The Soviet Union warned Egypt that they had information that the Israelis had mobilized two brigades on the frontier. Nasser reacted by sending troops to the Israeli border, and Syria followed suit. The claim has been made that Nasser believed that the presence of Egyptian troops would deter the Israelis from attacking Syria. Israel responded by deploying its own forces. It was clear that it would be difficult for Egypt to come to Syria's aid according to the terms of their agreement because of an obstacle--the presence of UNEF troops, stationed on the Egyptian side of the Egyptian-Israeli border since the 1956 War. A great deal of pressure to remove the troops had been put on Nasser by Arab critics such as King Hussein of Jordan and Crown Prince Faisal (Faisal ibn Abdul Aziz Al Saud) of Saudi Arabia, who accused him of not living up to his responsibilities as an Arab leader. He was accused of failing to match words with deeds and of hiding behind the UN shield rather than thinking about liberating the Palestinian homeland.
On May 16, Nasser made the move that led inexorably to war. He asked the UN to remove the UNEF from the Egyptian-Israeli frontier in Sinai. Once the UNEF was withdrawn, Nasser declared he was closing the Strait of Tiran, which connects the Gulf of Aqaba and the Red Sea, to Israeli shipping--a threat he never carried out. Israel, for its part, regarded the withdrawal of the UNEF troops as a hostile act and the closing of the strait as a casus belli. Meanwhile, Jordan and Iraq signed defense agreements with Egypt.
Field Marshal Amir, deputy supreme commander of the armed forces, and Shams ad Din Badran, the minister of defense, urged Nasser to strike first, saying the Egyptian army was strong enough to win. The Soviet Union and the United States urged Nasser not to go to war. Nasser publicly denied that Egypt would strike first and spoke of a negotiated peace if the Palestinians were allowed to return to their homeland and of a possible compromise over the Strait of Tiran.

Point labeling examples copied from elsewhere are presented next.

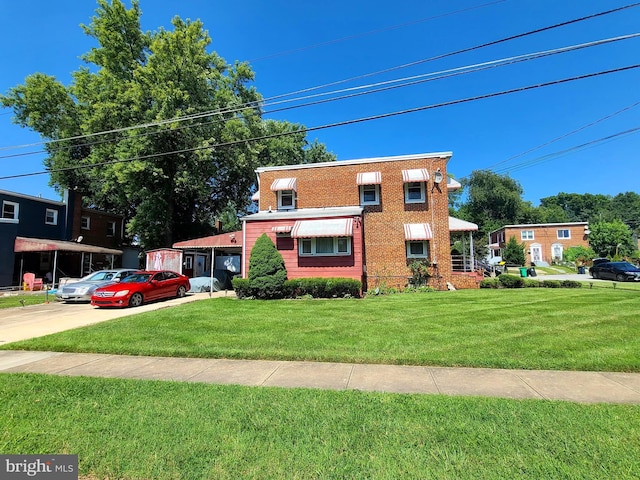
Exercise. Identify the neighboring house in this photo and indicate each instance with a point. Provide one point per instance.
(545, 242)
(366, 219)
(43, 236)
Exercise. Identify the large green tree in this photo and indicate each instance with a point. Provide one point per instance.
(169, 177)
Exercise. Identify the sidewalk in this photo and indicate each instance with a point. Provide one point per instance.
(582, 387)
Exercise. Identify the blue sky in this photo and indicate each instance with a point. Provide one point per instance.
(297, 45)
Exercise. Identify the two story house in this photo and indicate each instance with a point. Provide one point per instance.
(545, 242)
(61, 238)
(366, 219)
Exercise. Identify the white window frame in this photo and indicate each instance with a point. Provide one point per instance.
(287, 193)
(376, 194)
(54, 213)
(425, 248)
(311, 243)
(16, 212)
(111, 229)
(527, 235)
(414, 185)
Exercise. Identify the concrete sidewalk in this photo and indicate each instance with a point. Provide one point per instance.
(583, 387)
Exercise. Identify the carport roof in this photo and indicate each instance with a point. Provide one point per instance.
(25, 244)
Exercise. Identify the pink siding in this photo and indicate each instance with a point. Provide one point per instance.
(349, 266)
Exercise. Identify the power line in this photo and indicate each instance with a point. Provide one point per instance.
(255, 104)
(335, 124)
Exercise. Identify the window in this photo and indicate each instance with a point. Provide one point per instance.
(10, 210)
(369, 194)
(526, 234)
(324, 246)
(417, 249)
(286, 200)
(414, 192)
(51, 217)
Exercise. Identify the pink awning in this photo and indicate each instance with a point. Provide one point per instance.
(335, 227)
(284, 184)
(415, 175)
(369, 178)
(417, 231)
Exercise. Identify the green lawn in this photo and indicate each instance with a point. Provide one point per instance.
(571, 329)
(129, 429)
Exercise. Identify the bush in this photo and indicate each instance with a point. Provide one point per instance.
(267, 272)
(490, 283)
(510, 281)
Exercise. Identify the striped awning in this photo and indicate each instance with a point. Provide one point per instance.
(415, 175)
(335, 227)
(369, 178)
(282, 229)
(283, 184)
(417, 231)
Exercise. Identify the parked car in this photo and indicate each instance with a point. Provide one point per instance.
(620, 271)
(140, 287)
(82, 290)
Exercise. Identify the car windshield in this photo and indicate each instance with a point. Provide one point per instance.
(137, 278)
(99, 276)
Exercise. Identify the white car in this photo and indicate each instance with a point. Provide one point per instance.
(82, 290)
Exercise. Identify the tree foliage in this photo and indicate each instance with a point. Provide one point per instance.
(170, 178)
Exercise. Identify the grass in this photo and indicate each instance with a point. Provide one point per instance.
(560, 329)
(164, 430)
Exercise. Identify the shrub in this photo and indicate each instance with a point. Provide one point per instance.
(267, 272)
(510, 281)
(490, 283)
(571, 284)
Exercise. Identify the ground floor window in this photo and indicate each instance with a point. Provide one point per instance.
(418, 249)
(324, 246)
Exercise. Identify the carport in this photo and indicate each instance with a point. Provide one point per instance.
(34, 245)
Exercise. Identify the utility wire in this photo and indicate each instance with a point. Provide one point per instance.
(384, 86)
(333, 125)
(254, 105)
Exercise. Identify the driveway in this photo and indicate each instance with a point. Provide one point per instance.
(21, 323)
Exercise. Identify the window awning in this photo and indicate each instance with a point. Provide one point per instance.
(415, 175)
(369, 178)
(417, 231)
(335, 227)
(282, 229)
(283, 184)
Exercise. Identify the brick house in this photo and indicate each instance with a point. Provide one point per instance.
(544, 242)
(366, 219)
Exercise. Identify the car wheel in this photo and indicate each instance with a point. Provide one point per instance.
(136, 300)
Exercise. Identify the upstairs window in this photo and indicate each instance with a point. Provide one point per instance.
(51, 217)
(10, 210)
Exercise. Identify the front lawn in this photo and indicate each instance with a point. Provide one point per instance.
(566, 329)
(130, 429)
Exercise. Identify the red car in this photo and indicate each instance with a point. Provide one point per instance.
(140, 287)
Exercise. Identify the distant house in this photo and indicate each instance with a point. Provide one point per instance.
(62, 238)
(544, 241)
(366, 219)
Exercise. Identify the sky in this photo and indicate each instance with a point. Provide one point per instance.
(576, 136)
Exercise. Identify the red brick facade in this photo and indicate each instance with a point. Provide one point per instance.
(380, 238)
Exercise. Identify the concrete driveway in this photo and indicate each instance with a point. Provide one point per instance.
(21, 323)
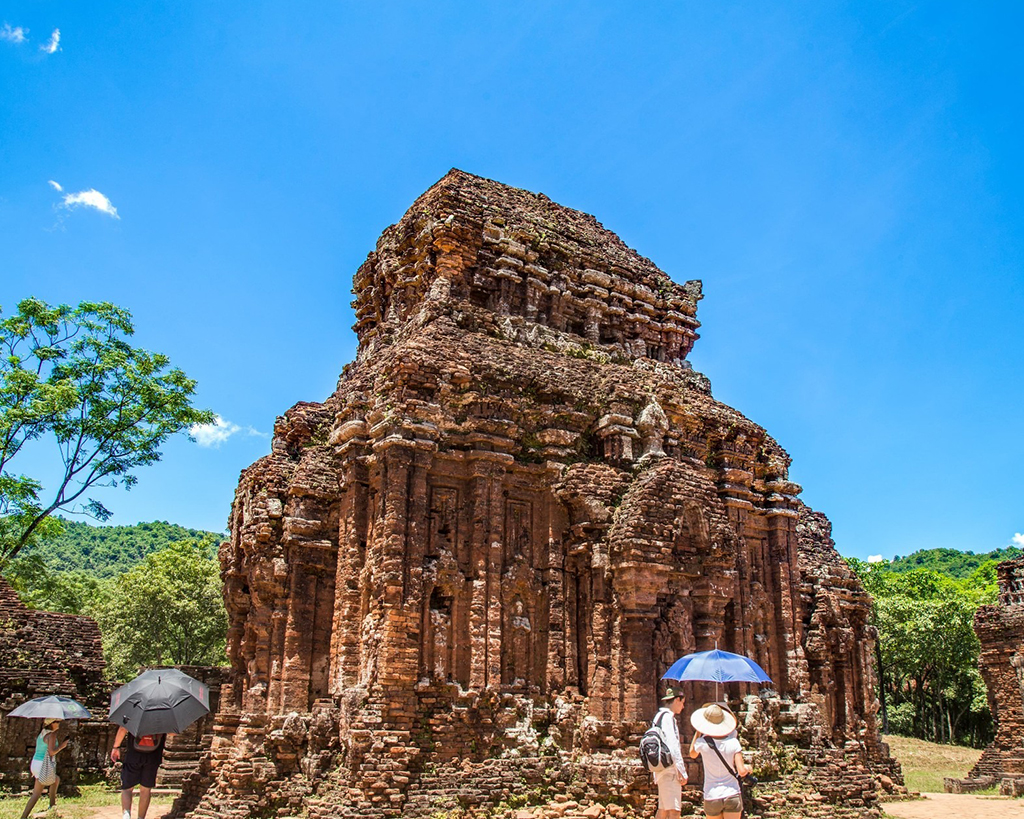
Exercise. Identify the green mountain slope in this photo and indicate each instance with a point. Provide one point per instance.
(951, 562)
(107, 551)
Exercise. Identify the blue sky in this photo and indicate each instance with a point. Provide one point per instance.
(847, 180)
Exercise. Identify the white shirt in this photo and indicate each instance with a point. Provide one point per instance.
(666, 720)
(719, 783)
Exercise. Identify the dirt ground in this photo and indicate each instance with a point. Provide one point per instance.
(957, 806)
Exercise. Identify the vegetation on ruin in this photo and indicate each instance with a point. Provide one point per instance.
(68, 375)
(925, 765)
(927, 655)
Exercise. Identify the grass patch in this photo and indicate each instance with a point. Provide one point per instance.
(926, 764)
(83, 807)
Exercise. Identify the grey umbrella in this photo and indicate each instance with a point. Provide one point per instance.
(52, 707)
(159, 701)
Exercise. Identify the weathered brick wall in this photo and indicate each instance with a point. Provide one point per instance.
(1000, 631)
(184, 751)
(473, 562)
(41, 653)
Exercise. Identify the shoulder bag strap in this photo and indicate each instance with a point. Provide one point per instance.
(728, 767)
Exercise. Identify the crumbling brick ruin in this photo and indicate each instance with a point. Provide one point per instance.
(42, 653)
(1000, 631)
(453, 586)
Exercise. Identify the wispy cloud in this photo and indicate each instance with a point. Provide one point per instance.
(87, 199)
(15, 35)
(219, 431)
(53, 44)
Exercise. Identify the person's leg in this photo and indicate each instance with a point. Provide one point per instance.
(143, 801)
(37, 791)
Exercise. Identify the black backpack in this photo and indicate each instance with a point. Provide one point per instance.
(654, 753)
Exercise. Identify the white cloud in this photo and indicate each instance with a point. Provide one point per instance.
(15, 35)
(219, 431)
(213, 434)
(53, 44)
(90, 199)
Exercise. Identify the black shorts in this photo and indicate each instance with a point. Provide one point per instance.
(139, 769)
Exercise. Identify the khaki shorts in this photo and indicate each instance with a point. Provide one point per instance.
(670, 790)
(728, 805)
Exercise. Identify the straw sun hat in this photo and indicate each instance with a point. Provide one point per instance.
(714, 721)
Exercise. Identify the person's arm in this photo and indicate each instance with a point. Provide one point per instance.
(118, 739)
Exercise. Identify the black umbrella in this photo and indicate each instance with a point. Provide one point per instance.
(52, 707)
(159, 701)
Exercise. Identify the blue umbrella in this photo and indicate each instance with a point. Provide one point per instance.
(52, 707)
(717, 666)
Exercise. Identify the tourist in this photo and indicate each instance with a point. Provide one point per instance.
(671, 780)
(716, 743)
(138, 767)
(44, 767)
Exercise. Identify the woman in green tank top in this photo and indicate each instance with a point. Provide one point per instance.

On the morning of June 5, Israel launched a full-scale attack on Egypt, Jordan, and Syria. In three hours, at least 300 of Egypt's 430 combat aircraft were destroyed, many on the ground as the pilots did not have time to take off. Israeli ground forces started a lightning strike into Sinai and by June 8 had reached the Suez Canal. On that day, both sides accepted a UN Security Council call for a cease-fire. By June 11, the Arab defeat was total; Israel now held all of historic Palestine, including the Old City of Jerusalem, the West Bank, and the Gaza Strip, as well as Sinai and part of the Golan Heights of Syria.
Egypt's losses in the war were enormous: approximately 10,000 soldiers and 1,500 officers killed, 5,000 soldiers and 500 officers captured, 80 percent of military equipment destroyed. Sinai was under Israeli control, and the Suez Canal was blocked and closed to shipping.